The results of the survey are shown in Figure 5.82.2% of the students think that the experimental resources provided by the resource platform can meet the needs of learning, 17.8% think that it is average., 85.4% of the students think that the resource platform can make it more convenient to access the experimental resources, 11.2% think that it is average, and 3.1% don’t. 92.3% of the students think that the use of the resource platform can be a better choice to complete experimental tasks, 1.8% thought it was average, and 5.9% disagreed.87.1% of the students thought that using the resource platform to download was a better choice, 7.4% thought it was average and 5.5% disagreed.82.6% of the students thought that the resource platform provided sufficient experimental resources, 12% thought it was average and 5.4% disagreed.

Survey results
It can be seen that the experimental resources provided by this resource platform are helpful for students’ learning, and teachers can provide more abundant resources about AI experiments again. This resource platform can provide experimental resources for students more conveniently, and the experimental resources provided by this resource platform can help most of the students complete the experimental tasks, but some areas need to be improved. The experimental resources provided by this resource platform are helpful for students to carry out experiments on artificial intelligence, but there are also fewer resources, which can be increased to facilitate users to better find the required experimental resources.
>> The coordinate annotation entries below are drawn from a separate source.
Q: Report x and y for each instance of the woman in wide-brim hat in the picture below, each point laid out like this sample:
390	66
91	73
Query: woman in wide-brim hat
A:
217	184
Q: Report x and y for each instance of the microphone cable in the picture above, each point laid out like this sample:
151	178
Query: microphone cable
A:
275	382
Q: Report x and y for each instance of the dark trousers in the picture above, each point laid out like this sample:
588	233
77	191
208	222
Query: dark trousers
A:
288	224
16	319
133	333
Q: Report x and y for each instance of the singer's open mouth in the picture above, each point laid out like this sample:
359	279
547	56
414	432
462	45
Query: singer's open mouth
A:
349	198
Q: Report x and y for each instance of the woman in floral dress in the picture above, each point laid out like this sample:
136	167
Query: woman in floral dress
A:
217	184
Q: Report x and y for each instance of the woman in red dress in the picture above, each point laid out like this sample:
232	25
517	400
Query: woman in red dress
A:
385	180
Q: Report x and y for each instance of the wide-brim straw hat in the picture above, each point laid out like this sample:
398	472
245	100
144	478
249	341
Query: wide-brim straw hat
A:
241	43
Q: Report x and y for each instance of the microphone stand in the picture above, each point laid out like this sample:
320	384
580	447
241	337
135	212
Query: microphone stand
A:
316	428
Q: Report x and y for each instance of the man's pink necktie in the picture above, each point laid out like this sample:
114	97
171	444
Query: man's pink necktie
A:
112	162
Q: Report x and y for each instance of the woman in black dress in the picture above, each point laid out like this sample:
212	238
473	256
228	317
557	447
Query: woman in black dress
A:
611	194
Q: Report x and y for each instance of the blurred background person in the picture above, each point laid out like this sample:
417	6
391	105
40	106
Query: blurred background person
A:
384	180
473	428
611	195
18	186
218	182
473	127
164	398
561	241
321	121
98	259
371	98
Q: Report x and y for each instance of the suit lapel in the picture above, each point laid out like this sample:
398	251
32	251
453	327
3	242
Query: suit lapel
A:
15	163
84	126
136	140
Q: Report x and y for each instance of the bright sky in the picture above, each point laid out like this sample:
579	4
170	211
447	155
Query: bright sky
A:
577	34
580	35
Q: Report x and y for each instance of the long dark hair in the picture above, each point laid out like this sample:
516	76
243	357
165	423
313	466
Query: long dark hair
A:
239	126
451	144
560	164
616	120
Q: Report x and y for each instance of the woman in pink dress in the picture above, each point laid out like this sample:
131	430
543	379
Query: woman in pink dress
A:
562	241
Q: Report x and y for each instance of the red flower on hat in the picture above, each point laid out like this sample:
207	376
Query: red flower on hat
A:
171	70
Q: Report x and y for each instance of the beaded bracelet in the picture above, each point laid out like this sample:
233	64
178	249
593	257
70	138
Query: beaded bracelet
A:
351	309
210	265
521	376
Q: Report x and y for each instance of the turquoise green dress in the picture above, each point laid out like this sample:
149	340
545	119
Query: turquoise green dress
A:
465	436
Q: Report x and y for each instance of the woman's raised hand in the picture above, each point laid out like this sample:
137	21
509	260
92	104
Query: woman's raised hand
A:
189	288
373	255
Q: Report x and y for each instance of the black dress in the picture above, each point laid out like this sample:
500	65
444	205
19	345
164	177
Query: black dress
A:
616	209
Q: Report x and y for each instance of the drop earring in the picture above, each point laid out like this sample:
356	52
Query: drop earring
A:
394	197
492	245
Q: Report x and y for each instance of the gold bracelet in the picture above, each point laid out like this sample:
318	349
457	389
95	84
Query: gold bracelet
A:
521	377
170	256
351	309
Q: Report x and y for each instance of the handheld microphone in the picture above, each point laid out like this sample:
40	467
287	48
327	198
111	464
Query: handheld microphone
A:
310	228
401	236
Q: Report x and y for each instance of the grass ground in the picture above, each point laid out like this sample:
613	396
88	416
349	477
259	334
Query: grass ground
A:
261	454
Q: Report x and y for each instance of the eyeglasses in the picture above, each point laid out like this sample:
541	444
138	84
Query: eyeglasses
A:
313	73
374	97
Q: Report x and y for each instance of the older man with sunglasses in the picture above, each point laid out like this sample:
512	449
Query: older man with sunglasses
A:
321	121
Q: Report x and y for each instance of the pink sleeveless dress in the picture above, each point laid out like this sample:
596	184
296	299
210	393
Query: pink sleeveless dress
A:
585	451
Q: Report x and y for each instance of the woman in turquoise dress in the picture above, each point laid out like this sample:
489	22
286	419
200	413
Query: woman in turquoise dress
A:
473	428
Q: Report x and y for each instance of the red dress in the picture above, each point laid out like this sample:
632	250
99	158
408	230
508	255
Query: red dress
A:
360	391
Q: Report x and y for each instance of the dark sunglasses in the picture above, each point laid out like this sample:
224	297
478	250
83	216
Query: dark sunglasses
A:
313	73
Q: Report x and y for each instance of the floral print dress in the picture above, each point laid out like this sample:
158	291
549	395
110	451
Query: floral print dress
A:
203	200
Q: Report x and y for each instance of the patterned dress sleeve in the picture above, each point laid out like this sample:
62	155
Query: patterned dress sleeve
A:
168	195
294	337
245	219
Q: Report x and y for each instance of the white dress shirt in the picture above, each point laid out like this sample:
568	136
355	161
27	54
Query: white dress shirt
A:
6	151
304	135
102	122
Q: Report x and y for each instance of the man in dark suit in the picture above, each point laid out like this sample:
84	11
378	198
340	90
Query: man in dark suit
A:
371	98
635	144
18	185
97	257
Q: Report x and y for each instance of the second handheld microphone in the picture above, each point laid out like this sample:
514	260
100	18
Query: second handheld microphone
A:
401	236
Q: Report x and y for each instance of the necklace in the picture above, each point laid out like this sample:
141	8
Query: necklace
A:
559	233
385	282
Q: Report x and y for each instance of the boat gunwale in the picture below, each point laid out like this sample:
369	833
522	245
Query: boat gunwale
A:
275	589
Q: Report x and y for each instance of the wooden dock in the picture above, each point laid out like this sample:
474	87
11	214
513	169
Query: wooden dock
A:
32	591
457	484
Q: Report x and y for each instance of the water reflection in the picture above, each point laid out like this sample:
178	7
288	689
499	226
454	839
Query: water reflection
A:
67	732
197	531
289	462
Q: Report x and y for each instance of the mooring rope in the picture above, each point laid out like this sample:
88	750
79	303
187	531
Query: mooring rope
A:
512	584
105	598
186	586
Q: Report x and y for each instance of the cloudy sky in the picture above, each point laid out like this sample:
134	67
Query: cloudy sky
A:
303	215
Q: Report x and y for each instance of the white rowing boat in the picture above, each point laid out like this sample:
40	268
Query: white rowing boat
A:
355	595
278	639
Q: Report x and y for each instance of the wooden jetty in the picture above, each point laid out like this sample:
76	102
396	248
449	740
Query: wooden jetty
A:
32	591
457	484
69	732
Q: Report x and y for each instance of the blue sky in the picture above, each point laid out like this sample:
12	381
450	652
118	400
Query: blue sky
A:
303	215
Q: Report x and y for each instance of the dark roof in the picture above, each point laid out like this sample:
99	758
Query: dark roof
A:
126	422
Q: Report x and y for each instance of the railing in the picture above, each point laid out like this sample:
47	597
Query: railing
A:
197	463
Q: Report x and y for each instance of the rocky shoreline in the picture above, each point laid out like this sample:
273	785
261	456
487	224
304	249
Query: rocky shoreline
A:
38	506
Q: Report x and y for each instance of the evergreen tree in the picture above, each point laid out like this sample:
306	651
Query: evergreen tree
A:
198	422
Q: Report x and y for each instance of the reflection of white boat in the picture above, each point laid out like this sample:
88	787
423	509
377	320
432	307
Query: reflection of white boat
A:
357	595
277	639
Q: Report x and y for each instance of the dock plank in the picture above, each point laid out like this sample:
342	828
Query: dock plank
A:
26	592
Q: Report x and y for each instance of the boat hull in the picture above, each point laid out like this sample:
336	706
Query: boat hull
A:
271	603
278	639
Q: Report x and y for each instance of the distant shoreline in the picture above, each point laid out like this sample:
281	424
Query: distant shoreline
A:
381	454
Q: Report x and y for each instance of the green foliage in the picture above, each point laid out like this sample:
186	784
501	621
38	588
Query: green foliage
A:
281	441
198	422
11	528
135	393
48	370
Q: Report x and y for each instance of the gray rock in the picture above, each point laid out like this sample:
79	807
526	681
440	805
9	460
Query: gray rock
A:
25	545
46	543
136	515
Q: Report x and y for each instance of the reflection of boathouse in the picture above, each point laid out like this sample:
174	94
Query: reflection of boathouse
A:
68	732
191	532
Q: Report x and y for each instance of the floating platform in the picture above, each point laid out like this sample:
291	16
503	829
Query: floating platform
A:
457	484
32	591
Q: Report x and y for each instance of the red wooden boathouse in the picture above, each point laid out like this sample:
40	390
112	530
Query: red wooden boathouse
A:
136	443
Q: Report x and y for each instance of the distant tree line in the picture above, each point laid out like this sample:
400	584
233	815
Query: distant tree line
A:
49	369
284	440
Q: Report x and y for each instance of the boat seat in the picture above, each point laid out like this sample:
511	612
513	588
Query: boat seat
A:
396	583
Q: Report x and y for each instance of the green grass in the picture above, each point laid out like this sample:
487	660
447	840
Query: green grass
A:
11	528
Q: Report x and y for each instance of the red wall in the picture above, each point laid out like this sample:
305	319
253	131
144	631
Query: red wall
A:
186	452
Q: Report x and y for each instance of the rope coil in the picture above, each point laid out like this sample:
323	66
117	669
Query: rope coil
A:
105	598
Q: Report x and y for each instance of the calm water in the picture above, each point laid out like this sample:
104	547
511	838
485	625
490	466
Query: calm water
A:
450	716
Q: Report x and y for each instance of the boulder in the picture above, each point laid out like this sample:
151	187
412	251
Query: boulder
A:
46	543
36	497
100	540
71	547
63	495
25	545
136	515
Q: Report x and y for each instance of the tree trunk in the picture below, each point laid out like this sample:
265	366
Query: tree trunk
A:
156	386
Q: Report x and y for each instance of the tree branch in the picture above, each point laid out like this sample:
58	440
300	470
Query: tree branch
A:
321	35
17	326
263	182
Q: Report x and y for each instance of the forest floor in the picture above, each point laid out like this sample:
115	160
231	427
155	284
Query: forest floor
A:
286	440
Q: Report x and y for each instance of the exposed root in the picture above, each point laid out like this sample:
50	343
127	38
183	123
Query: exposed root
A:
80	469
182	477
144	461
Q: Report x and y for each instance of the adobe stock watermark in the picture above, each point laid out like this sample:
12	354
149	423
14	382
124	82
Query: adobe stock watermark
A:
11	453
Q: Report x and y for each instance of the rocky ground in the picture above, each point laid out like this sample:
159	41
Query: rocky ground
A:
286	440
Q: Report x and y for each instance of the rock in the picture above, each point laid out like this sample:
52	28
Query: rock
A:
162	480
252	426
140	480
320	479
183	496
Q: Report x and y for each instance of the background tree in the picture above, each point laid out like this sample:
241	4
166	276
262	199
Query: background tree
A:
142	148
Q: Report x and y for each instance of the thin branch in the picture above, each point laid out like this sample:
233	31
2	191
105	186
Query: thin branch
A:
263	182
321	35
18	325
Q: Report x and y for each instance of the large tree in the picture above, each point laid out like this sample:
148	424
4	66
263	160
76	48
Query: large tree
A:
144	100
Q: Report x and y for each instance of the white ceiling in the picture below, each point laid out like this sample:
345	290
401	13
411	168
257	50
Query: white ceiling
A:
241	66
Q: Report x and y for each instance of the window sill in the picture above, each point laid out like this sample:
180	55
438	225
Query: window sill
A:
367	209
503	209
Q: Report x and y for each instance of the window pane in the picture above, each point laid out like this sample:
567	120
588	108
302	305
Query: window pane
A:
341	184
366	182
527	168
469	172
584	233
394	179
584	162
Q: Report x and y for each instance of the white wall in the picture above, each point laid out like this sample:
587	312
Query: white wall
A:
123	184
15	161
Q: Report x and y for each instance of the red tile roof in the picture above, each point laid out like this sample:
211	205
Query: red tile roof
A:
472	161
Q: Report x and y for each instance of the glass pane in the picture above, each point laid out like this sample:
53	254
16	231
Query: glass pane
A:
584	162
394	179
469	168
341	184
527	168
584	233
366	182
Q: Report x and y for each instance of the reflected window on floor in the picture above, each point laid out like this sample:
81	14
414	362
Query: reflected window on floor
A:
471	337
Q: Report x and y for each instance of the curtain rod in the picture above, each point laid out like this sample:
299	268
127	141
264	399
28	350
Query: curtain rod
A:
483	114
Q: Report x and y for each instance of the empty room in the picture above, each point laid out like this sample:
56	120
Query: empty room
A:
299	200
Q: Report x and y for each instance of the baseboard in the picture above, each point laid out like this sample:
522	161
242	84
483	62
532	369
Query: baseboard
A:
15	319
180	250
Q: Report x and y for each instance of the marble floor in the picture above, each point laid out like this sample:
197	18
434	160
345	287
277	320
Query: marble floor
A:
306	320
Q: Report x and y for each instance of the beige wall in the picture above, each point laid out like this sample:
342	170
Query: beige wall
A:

This paper realizes the innovation of teaching mode through artificial intelligence technology, optimizing the curriculum system, practical links, faculty, and course intelligent evaluation mechanism. In the process of reforming the experimental teaching of computer majors, an intelligent teaching experimental system is constructed based on artificial intelligence technology, BP neural network, etc. After analyzing the teaching practice, it can be seen that there is a significant difference between the average scores of the experimental class and control class in the dimensions of computer awareness, computer knowledge, computer ability, computer sentiment and ethics, and computer literacy in which the average scores of computer ability and computer sentiment and ethics are improved significantly, and students’ overall academic level has been improved. There is a significant difference between the mean scores of the experimental class and the control class in the dimensions of computer knowledge, computer competence, computer emotions and ethics, and computer literacy, with computer competence and computer emotions and ethics being significantly improved and the overall academic level of the students being improved. Students’ satisfaction with the teaching mode and experimental resources exceeds 80%, and most of them believe that the teaching mode can cultivate their teamwork ability and that the experimental resources provided by the resource platform can meet their learning needs. Therefore, the AI-oriented teaching mode and experimental teaching in this paper can effectively improve students’ computer literacy level and academic performance.
This research was supported by the Collaborative detection and early warning platform for cyber espionage-type network attacks on military equipment (CXY2023013); Hebei Province’s first-class course “Principles of Computer Networks” (KC-2020-005-S).